The replacement value is the cost at the time of a claim to replace insured belonging with similar brand-new ones.
He also said the possibility of such a scenario playing out is very slim and added that a possible solution could be replacing the panel with a one size bigger unit.
“Simply put, if you have 10 x 300-watt panels and one gets stolen, and 300-watt panels are not available, you could possibly replace the stolen one with a 325-watt panel,” Coetzee said.
However, this is contrary to what Hattingh explained.
Chief Actuary at Momentum Insure Rudolf Britz told MyBroadband that the company would ensure the property was reinstated to its original state.
“In this case, [Momentum will ensure] that the solar power generation is similar to what it was previously. If this can be done by adding a new generation panel to the system, that is obviously first prize,” Britz said.

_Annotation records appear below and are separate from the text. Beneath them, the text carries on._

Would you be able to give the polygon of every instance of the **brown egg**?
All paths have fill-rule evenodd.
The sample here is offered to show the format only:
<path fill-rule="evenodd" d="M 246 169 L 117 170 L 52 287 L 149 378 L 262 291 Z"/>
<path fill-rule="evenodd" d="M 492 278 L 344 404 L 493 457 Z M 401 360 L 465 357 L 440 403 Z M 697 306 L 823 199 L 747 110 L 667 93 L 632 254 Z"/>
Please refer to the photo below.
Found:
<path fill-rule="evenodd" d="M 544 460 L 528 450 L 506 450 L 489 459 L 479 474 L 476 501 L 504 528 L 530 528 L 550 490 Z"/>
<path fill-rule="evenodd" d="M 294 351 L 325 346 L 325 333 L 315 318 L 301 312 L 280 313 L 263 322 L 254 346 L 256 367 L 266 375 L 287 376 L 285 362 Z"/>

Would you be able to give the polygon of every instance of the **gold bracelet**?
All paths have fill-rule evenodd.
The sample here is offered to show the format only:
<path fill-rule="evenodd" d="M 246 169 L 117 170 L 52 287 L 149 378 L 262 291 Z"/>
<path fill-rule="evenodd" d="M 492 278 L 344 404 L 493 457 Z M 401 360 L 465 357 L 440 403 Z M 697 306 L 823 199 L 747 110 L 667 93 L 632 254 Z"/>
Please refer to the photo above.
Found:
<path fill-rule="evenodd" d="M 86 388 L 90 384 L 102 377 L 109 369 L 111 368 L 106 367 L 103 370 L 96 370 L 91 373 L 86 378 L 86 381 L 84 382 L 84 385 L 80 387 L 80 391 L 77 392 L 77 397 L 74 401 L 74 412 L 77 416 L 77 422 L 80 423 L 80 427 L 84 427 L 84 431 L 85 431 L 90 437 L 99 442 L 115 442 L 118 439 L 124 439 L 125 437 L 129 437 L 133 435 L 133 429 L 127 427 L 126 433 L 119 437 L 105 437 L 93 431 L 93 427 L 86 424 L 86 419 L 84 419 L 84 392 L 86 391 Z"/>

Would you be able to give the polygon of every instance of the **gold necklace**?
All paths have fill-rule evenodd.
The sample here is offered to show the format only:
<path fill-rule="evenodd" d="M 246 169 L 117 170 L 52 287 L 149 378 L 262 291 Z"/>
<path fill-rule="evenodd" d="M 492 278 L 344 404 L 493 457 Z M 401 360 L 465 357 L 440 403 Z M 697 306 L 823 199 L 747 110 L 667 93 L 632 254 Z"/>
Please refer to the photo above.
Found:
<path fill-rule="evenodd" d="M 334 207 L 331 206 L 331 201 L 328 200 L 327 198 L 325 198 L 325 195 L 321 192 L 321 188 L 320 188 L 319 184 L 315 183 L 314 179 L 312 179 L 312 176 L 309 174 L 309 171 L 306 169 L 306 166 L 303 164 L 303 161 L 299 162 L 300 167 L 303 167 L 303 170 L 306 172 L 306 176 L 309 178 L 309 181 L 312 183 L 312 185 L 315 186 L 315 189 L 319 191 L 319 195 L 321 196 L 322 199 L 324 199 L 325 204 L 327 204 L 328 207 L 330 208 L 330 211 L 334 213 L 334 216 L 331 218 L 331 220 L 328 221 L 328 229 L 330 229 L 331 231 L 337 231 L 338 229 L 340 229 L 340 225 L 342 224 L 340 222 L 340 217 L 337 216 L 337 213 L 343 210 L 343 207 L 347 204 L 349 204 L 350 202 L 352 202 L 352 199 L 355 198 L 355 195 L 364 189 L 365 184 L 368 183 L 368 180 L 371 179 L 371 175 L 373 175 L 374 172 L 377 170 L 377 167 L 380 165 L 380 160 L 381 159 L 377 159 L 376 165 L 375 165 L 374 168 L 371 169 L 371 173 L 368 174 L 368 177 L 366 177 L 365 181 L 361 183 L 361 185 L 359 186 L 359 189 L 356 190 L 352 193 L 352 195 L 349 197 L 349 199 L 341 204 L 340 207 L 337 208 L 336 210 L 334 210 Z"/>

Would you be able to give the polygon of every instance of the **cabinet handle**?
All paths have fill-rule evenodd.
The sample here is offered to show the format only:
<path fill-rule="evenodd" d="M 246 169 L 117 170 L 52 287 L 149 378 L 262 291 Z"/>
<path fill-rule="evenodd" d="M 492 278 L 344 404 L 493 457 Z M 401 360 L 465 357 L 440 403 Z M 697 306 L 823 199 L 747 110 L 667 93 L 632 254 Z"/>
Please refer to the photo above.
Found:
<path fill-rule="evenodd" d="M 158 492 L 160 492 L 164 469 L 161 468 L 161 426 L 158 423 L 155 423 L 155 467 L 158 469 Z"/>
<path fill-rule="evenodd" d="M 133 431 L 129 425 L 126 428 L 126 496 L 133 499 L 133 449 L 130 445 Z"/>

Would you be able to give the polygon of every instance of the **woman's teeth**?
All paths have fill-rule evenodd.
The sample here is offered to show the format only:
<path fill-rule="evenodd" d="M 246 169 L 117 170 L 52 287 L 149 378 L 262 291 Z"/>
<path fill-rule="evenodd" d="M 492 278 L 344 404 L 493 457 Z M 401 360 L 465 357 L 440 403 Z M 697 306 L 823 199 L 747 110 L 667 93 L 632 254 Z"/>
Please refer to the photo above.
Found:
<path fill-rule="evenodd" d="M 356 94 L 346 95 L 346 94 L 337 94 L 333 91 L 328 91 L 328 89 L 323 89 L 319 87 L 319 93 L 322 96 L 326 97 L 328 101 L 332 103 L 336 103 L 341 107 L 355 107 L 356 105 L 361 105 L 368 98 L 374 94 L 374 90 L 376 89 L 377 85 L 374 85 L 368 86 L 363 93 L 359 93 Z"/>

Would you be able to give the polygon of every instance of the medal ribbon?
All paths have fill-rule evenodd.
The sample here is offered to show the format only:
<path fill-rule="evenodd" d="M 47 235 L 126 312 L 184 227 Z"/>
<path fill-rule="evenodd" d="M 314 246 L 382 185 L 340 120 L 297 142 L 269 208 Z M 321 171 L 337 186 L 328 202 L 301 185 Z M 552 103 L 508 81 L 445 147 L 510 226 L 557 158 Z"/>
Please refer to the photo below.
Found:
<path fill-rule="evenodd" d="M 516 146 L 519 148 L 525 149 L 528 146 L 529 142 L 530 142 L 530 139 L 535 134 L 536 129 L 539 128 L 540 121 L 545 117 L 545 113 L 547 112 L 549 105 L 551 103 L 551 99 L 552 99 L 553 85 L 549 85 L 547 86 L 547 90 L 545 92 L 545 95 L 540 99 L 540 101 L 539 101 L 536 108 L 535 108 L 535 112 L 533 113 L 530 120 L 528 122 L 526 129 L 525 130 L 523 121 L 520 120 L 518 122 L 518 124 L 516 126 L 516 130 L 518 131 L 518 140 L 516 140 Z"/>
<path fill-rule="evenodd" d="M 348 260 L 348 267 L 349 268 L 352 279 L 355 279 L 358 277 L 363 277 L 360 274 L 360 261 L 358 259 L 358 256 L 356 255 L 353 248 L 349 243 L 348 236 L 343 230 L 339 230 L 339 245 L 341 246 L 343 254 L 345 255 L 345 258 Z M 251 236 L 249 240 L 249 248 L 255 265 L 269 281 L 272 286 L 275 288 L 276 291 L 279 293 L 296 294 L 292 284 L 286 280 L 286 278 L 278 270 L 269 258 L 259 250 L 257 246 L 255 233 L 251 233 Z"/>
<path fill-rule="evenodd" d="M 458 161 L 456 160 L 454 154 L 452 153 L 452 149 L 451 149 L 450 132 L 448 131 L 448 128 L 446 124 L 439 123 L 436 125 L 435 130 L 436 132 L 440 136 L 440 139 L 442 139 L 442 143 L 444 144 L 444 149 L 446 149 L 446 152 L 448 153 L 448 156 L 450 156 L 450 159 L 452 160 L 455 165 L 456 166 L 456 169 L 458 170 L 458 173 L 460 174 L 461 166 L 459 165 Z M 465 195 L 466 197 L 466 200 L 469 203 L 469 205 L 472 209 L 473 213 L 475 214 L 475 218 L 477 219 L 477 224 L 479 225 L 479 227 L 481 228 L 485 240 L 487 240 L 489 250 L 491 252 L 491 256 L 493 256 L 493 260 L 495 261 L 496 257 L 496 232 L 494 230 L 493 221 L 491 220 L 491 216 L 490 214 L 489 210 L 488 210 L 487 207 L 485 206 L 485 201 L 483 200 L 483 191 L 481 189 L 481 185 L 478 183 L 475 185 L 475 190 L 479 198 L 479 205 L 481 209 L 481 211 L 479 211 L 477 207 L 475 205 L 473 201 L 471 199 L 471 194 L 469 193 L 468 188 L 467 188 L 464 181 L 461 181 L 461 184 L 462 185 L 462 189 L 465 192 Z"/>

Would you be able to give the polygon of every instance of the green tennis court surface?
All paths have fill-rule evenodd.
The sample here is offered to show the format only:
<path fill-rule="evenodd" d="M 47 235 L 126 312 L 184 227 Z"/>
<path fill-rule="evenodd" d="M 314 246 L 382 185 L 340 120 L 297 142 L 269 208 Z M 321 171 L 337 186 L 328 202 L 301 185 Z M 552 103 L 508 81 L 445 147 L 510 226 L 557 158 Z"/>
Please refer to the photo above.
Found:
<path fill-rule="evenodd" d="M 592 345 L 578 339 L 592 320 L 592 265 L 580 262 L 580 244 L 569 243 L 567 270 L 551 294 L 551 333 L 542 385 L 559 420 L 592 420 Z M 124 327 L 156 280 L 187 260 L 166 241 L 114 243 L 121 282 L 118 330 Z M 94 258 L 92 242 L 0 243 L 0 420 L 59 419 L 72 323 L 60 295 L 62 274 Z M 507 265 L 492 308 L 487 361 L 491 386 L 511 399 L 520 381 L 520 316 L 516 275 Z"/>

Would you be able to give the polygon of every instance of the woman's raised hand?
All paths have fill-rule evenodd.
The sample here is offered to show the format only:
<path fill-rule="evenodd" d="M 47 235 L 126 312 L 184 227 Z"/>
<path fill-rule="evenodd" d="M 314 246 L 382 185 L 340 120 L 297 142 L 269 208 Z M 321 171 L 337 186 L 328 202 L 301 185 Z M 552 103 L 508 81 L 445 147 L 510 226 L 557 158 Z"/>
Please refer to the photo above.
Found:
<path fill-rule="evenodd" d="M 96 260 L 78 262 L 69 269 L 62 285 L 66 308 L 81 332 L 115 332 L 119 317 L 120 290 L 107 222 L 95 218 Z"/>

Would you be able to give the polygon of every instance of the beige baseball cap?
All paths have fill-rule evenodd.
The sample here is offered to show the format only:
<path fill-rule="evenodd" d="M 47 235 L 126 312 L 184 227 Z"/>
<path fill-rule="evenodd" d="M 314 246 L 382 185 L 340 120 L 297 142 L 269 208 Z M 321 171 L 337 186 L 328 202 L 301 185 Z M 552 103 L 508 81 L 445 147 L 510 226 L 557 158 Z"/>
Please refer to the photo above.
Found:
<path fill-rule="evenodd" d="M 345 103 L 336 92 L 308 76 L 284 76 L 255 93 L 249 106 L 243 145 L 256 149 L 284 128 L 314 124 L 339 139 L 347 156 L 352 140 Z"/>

“However, if that cannot happen, it would be our duty to remove the other panels and install whatever is available to get the insured back to the position they were in before the incident.”
King Price has a different approach. It said that an insurance principle known as “betterment” would come into play, which stipulates that, legally, insurers may not put clients in a better position.
“In this specific case, because no replacement panel is available, we would pay out the value of the stolen panel, and the onus would then be on the client to replace the panel, including upgrading the system if necessary,” client experience partner at King Price, Wynand van Vuuren, said.
“Insurers may only put clients back in the position they were in before the incident. Legally, insurers may not put clients in a better position.”
“In this instance, replacing all the panels, despite only one panel having been stolen, would be classed as betterment,” he added.
How to prevent solar upgrade issues
Hattingh said AWPower urges customers to approach their installations wisely and leave one of the solar inputs on their inverter open if they want to upgrade their system in the future.
“If you look at your inverter, it’s got maybe two inputs to connect solar panels. We always advise our clients to install the same [type] of panel on one string,” he said.
“Then, on the second input, if you want to upgrade, keep that second input open. Don’t install three or four panels on it and then expect that two to three years down the line, you will be able to add six more.”
“Good luck finding that same model. You can’t then expand on that second input,” Hattingh added.